Горы – лабиринт пространства и времени, относительных и непредсказуемых, как погода или расположение горных духов. Время Монблана протяженнее и пафоснее времени вершин Монте-Роза или Маттерхорна, но отнюдь не жестче. Пространство во всех его ипостасях: скальное, снежное, лазоревое, ледниковое, открытое, закрытое, распахнутое душе, перечеркнутое via ferrata [10]10
  Маршрут в горах.


[Закрыть]
и запутанное лабиринтами Алечского ледника, припорошенное «сыпухой», зализанное лбами, упитанное грязью, разукрашенное лугами, раздавленное ледниками, очерненное тенями облаков, причесанное моренами, отраженное озерами, расчерченное художественными тропами, – окружает, растворяет, поглощает. И в итоге возносит страждущего к вершине, где нет ни времени, ни пространства.

 
Бабочка на леднике,
Слышно, как тает снег.
Странник, не искушай судьбу!
 

Горная пустыня – место уединения, сосредоточенного самопознания, рафинированного индивидуального бытия «горолюбивых» отшельников, подражателей Еноха, Моисея и Христа. Горы уводят ввысь, поднимают над обыденностью и бренностью повседневной жизни, помогают сбросить футляр, увидеть «пределы земли, на которых покоится небо», забыть твой запах…
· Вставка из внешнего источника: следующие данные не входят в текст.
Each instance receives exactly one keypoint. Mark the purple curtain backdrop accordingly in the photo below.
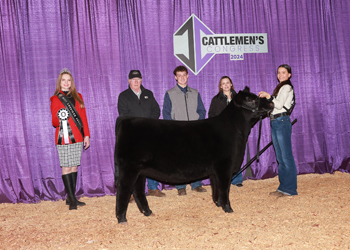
(101, 41)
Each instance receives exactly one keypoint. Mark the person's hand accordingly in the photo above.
(263, 94)
(86, 142)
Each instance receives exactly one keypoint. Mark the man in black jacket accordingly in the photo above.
(137, 101)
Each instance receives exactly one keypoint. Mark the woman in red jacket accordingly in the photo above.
(72, 131)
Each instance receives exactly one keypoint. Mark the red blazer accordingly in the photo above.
(56, 105)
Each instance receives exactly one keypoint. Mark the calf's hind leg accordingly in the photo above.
(125, 188)
(223, 185)
(214, 190)
(140, 197)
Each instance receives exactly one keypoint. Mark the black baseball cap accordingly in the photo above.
(135, 73)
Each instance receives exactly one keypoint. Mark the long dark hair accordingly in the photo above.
(281, 84)
(232, 88)
(72, 91)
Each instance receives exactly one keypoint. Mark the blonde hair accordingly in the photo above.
(72, 91)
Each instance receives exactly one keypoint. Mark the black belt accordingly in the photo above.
(273, 117)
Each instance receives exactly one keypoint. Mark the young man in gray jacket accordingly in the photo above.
(183, 103)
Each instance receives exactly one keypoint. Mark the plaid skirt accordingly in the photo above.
(70, 154)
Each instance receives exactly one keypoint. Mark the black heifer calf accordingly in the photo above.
(181, 152)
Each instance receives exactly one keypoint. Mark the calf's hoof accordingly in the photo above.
(199, 189)
(181, 191)
(227, 209)
(147, 213)
(122, 221)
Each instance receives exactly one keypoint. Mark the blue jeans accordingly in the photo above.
(281, 131)
(152, 184)
(237, 180)
(193, 185)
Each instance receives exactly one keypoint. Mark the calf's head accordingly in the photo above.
(260, 107)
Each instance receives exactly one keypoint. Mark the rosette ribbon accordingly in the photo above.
(65, 131)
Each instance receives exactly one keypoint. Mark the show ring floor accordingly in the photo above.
(318, 218)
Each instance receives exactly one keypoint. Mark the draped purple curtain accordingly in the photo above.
(101, 41)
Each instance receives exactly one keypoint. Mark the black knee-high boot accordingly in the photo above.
(73, 176)
(70, 194)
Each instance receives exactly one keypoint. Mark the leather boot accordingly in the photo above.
(68, 186)
(73, 177)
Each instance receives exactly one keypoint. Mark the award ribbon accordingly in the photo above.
(65, 130)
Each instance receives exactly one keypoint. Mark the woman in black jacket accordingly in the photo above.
(223, 98)
(219, 103)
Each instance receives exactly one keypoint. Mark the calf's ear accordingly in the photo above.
(246, 89)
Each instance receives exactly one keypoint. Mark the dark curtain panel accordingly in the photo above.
(101, 41)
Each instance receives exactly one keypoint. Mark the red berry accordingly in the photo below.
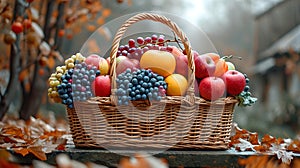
(147, 40)
(131, 43)
(27, 23)
(17, 27)
(140, 40)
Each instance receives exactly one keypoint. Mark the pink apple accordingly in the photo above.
(230, 65)
(93, 59)
(204, 66)
(120, 59)
(102, 86)
(235, 82)
(127, 63)
(182, 65)
(211, 88)
(103, 66)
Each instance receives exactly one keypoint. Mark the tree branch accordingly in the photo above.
(9, 93)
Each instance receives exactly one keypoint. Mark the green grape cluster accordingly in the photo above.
(55, 78)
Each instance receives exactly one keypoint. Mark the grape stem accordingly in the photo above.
(226, 57)
(175, 40)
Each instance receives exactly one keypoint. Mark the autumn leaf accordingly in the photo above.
(38, 152)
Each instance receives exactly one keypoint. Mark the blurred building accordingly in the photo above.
(264, 33)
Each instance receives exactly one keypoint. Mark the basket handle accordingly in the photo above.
(190, 96)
Как приятно раздавить пузырек в возвышенной обстановке божьего мира, озаренного Фаворским светом преображения, вспылить, рискнуть, выкинуть фортель и… «сойти во ад» равнин. Большая жизнь – большие горы, житие под знаком вечности в окружении церемониально расставленных творцом вершин духа.

 
Гром в пургу,
И молнии пляшут в глазах —
Долог путь на Голгофу…
 

Солнце, совершая круговорот над чистилищем гор, озаряет, походя, страждущие души, примостившиеся на гребнях и жаждущие заглянуть в бездну. Горы – строительная площадка Града Божия, царство блаженных, «нищих духом» и богатых кензо, беснующихся в «горняшке» и сдуру прущихся вверх против кармы. А еще горы – пристанище мальчиков, писающих скопом, «на брудершафт» на всю матушку-Европу с высот Монблана и при этом насмехающихся над монбланами плоскостей равнинной культуры. Вершина – помост для эстетов, стирающих ноги в кровь по принципу «новый поход – новые ногти».

 
Безлунная ночь, сон на леднике.
Сакэ уже не греет
Мою заблудшую душу.
 

После жесткого сопротивления гор «сверхпроводимость» равнины неприятно удивляет и поражает воображение. В тотальных равнинах, покрытых ватным одеялом облаков, путь альпиниста освещается отраженным светом «райских гор». Русского скалолаза узнаешь по кисло-сладкому запаху Родины и глазам, в которых азарт «русских горок» сменяет бесконечная грусть «ра-авни-ины», пестро размалеванной в бабье лето. Все в них – «агульная млявасць и абыякавасць да жыцця» и плоская как стол степь. Камень на груди и луковки куполов, вместо вершин, – осиновые да золотые. «О, Русская земле! Уже за шеломянемъ еси» – «О, Русская земля! Уже ты скрылась за холмом…»

 
Солнце карабкается по скале,
Цветок приютился на гребне —
Отчаянный поступок.
 

Стиль «кензо» – смешение инь и ян, вызов «прозе равнин», игра света и тени, нагромождение слов-камней, образов, эпитетов, метафор, парадоксов, русско-японских матерных штампов, хокку, неологизмов, словесных ассоциаций, веры в светлое прошлое и прочих литературных излишеств, вызывающих читательскую изжогу. Подобно японскому кутюрье, он воплощает силу духа и эстетику подъема.

 
Пляшут тени безымянных гор,
Призрак вершины бередит душу.
Япона мать! Конец сезона?
 

Пожалуй, так и есть. Скалы, хранящие тепло наших душ, ежатся под первыми хлопьями снега и погружаются в сон до наступления времен кензо, когда «горы будут скакать как овцы и холмы будут прыгать как агнцы, насытившиеся молоком».

ПУТЬ ДИОНИСА

Очевидно, Мусей считает, что самая прекрасная награда за добродетель – это вечное опьянение.

Платон. Государство

Вечерело. На веранде сидели трое. Закуски было вполне достаточно. Профессора, соседи по даче, Венедикт Петрович и Леонид Вячеславович, засиделись у старика Митрича, жившего тут же и служившего в дачном поселке сторожем. Рафинированные гости угощались самогоном.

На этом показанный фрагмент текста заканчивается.